Ogilvy’s head of social media in the UK has left because he “found the agency model challenging”. Here’s his quote –
“I wanted to look for a new challenge where I can be a little bit more involved. Agencies with a lot of clients which focus on a head of social media – it’s a great move forward, but I can be spread very thin. I end up where I’m not being used to my best abilities.
“You come across the same thing at lots of agencies. It will take a bit of time with training before agencies have more specialists in this area. The expectation can be a little high for any individual to cover,” he told PR Week
Reading more of the article shows that Maz was working across 10 of the Ogilvy agency brands which is intense, especially in a market the size of the UK.
The title “head of social media” definitely comes with its own baggage but in my experience, it seems as if there are two types of heads.

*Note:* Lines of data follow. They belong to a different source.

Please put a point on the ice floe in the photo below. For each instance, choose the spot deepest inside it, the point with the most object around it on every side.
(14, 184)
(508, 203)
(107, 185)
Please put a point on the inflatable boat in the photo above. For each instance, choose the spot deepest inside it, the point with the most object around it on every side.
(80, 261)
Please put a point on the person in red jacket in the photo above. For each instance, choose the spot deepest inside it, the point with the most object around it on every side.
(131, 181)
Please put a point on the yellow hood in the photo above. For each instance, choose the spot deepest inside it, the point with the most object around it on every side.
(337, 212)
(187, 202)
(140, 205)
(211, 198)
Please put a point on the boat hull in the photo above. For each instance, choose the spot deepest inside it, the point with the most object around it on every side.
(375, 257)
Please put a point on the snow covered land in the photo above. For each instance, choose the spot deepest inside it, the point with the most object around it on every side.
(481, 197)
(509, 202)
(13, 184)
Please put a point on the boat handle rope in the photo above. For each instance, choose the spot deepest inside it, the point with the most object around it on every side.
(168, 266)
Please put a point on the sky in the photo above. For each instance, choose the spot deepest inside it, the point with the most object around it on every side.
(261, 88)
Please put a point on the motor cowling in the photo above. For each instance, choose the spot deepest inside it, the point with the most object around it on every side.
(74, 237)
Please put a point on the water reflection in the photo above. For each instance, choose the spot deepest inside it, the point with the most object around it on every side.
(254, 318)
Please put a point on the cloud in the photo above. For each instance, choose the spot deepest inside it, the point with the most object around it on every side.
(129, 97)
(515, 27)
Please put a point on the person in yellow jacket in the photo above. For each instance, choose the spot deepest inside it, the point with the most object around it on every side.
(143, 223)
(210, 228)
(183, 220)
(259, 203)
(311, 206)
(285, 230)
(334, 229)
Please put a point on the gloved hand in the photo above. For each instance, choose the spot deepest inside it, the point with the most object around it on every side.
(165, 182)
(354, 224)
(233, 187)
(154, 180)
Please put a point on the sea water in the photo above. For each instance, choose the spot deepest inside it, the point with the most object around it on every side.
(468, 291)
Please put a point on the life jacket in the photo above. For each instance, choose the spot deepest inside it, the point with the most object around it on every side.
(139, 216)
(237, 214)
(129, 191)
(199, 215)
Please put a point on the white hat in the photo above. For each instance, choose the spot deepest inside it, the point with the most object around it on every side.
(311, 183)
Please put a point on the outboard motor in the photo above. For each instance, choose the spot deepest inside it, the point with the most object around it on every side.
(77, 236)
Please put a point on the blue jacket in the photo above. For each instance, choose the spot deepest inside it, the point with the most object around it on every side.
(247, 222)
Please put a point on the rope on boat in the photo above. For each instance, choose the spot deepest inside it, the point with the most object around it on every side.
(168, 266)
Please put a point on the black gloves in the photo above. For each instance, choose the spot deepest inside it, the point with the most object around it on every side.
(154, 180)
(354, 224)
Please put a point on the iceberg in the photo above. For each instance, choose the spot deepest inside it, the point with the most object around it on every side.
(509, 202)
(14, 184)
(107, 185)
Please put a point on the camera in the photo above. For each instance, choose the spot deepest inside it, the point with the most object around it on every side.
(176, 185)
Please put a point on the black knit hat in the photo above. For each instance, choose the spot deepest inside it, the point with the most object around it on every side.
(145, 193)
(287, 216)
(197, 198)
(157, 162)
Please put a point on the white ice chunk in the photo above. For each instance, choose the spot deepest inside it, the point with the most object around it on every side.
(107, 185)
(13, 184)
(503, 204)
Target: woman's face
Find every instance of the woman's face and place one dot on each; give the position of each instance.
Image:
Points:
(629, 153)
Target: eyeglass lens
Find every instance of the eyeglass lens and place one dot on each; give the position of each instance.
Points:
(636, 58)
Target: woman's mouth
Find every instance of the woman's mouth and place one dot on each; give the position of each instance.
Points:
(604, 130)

The first is the big thinker, someone who can be the inspirational figurehead to the organisation, parachuting into client engagements and doing the up front consulting or hand-holding to make the client feel as comfortable as possible. Typically these are the easiest to find. They generally do a lot of public speaking, have a tonne of Twitter followers and are often quoted in the trade rags. Some have strong real-world experience in executing their work but, based on what colleagues have told me, most do not.
The problem with the first type of social media head is that he or she is not scalable. At some point you have to hand off the execution to…someone. You can’t do it all by yourself. But to hand a project off once the strategy and planning is baked means you have to have a team otherwise you end up executing and its not the best use of your time, abilities or experience. Especially if you’re being pulled across multiple agency brands and clients.
The second is lower profile and more focused on getting stuff done. On building a book of business and then a team around that business. Cindy Gallop says that the future belongs to those who make stuff – produce ideas, build teams and win business. She’s right.
Somewhere you have to make the choice – do you want to be inspiring or do you want to build a business. Because building a business is like social media. It isn’t about the grand vision. Ultimately it is about being in the trenches, winning on a day-to-day basis on every interaction you have with your community and your clients.